黒い体がぼろぼろと崩れ出し、少女が断末魔の叫びを上げた。
終わりだ。
渡辺早弥子の妄執は、これで断ち切られる。これでもう、誰も犠牲にならない。
その時、のたうち回って苦しんでいた少女がぴたりと動きを止めた。
次の瞬間、火に包まれた少女がものすごい勢いで文司めがけて突っ込んでいった。
「いかんっ!」
黒田が叫んだ。立ちすくむ文司に、炎の塊となった少女が迫る。
真っ黒い炭のような腕が振り上げられるのを、文司は呆然と見上げた。
だが、振り下ろされたその手は、文司に届く寸前で掴み止められた。
文司を庇うように立ちはだかった少年が、少女を睨み据えていた。
(竹原……)
その正体がわかったのは稔だけだっただろう。文司は突然現れた少年の背中を唖然としてみつめていた。
竹原に静かに睨みつけられた少女が、苦悶の呻きを上げて身を捩る。黒い消し炭のような体が、ぼろぼろと崩れ出した。
少女は叫びながら気が狂ったように腕を振り回した。何とかして文司を道連れにしようとしている。
その醜い妄執に囚われた魂が、どんどん崩れて灰と化していく。一際、耳障りな悲鳴が空気をつんざいた。
ぼろぼろと、ぼろぼろと、下半身が、上半身が、崩れて、灰になって、消えていく。
頭の形が崩れ、悲鳴も途切れた。最後に残ったのは、それでもなお文司を掴もうと開かれた手。
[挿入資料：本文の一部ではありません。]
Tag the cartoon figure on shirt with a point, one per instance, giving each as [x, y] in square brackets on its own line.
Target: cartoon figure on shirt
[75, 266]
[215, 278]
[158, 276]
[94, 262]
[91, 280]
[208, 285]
だが、それもすぐに崩れ出す。
文司に取り憑き苦しめた白い手が、真っ黒な燃え滓になって崩れ消える。
後には何も残らなかった。
稔達が呆然と見守る中で、竹原はゆっくりと振り向いて文司を見た。そして、にっこりと微笑んで、次の瞬間にはふっと姿を消していた。
神社の境内に、静寂が戻ってきた。
(終わった……全部……)
稔はほーっと息を吐いて肩から力を抜こうとした。
ちょうどそのタイミングで、ピリリリリッと場違いに軽快な音が響き渡り、稔と文司は文字通り飛び上がって驚いた。心臓が一瞬、止まった気がする。文司がわたわたと危なっかしい手つきでポケットから携帯を取り出した。
「あ…、う、あ……」
手も震えているし、舌の根も噛み合っていない文司の様子を見かねて、稔は彼に近づいて携帯を取り上げた。稔の手も震えていたが、文司よりは随分マシだ。
「……もしもし」
『あーっ、倉井?倉井か?樫塚は無事か?今、病院なんだけどよ、目を覚ました石森が「樫塚はどうした?」ってうるさくてよ。治療中だから大人しくしろって医者に言われてんのに聞きやしねぇ。そっちはどうなってんだ?』
聞き慣れた友人の声に、稔はふーっと息を吐いて脱力した。ちらりと文司を見やると、心細げな表情と目が合う。気取った優等生の面影が消え去った小さな子供のような顔つきに、稔は小さく吹き出した。
「……こっちは終わったよ。樫塚も無事だ」
もう大丈夫。赤い本は燃えた。渡辺早弥子の妄執も崩れた。竹原も、笑顔で消えた。解放されたんだ。きっと。
『わかった!後で詳しい話聞かせてな!』
「やだよ。とっとと全部忘れたい」
こんな怖いこと、記憶に留めたくはない。「じゃあ、明日な」と告げて、通話を切り、稔はふーっと息を吐いて文司を見た。
顔色は青いが、さっきよりは少し落ち着いている。
立って歩くことは出来るだろう。よし。
「樫塚、立て。帰るぞ」
「え……?」
「すいません!今日はこいつ弱ってるんで連れて帰ります!また今度、お礼に来ますんで!」
早口で叫んで、稔は無理やり立たせた樫塚を引きずるようにして鳥居の方へ歩き出した。
だが。
「待て」
がっしりと、肩を掴まれて、稔はごくりと息を飲んだ。ああ、やっぱり逃げられなかった。
稔はぎこちなく振り向いた。
黒田が満面の笑顔で立っていた。